En dernier lieu, et comme je viens de le demander au président français et à la première vice-présidente du gouvernement espagno , plus que jamais vous êtes appelés et tenus, devant l’histoire, à faire pression sur vos dirigeants de l’UE dans cette urgence afin de déployer vos efforts diplomatiques pour appeler à l’ordre et interpeller ces généraux algériens afin de remettre immédiatement en liberté et sans conditions tous les détenus politiques et de mettre fin à toutes les formes d’intimidation, de harcèlement judiciaire, de criminalisation et d’arrestation ou de détention arbitraires à l’encontre des journalistes, des blogueurs, des défenseurs des droits de l’homme, des avocats, des manifestants et d’arrêter de traiter les militants kabyles et mozabites de fausses accusations de terrorisme, en autorisant des enquêtes indépendantes de tous les assassinats politiques. En définitive, les rappeler que le respect des principes démocratiques et des droits fondamentaux consacrés par la déclaration universelle des droits de l’homme est l’une des clauses figurant dans l’accord d’association UE-Algérie, et que l’article premier de cet accord énonce, de manière explicite, l’encouragement de l’intégration maghrébine en favorisant les échanges et la coopération au sein de l’ensemble maghrébin et entre celui-ci et la Communauté et ses États membres.

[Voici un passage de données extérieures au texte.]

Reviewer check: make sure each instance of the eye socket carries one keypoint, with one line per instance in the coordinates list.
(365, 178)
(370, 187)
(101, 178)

Et selon votre salutaire résolution de novembre dernier, il faut demander à vos gouvernements européens d’exiger aux plus hautes autorités militaires algériennes à garantir une reddition de comptes et un contrôle démocratique et de se soumettre à une autorité civile légalement constituée, et à faire en sorte que le rôle de l’armée, comme défini dans la Constitution soit explicitement limité aux questions touchant à la défense nationale. (https://www.europarl.europa.eu/doceo/document/RC-9-2020-0375_FR.html).
Veuillez agréer, honorables eurodéputé-e-s, nos salutations les plus distinguées.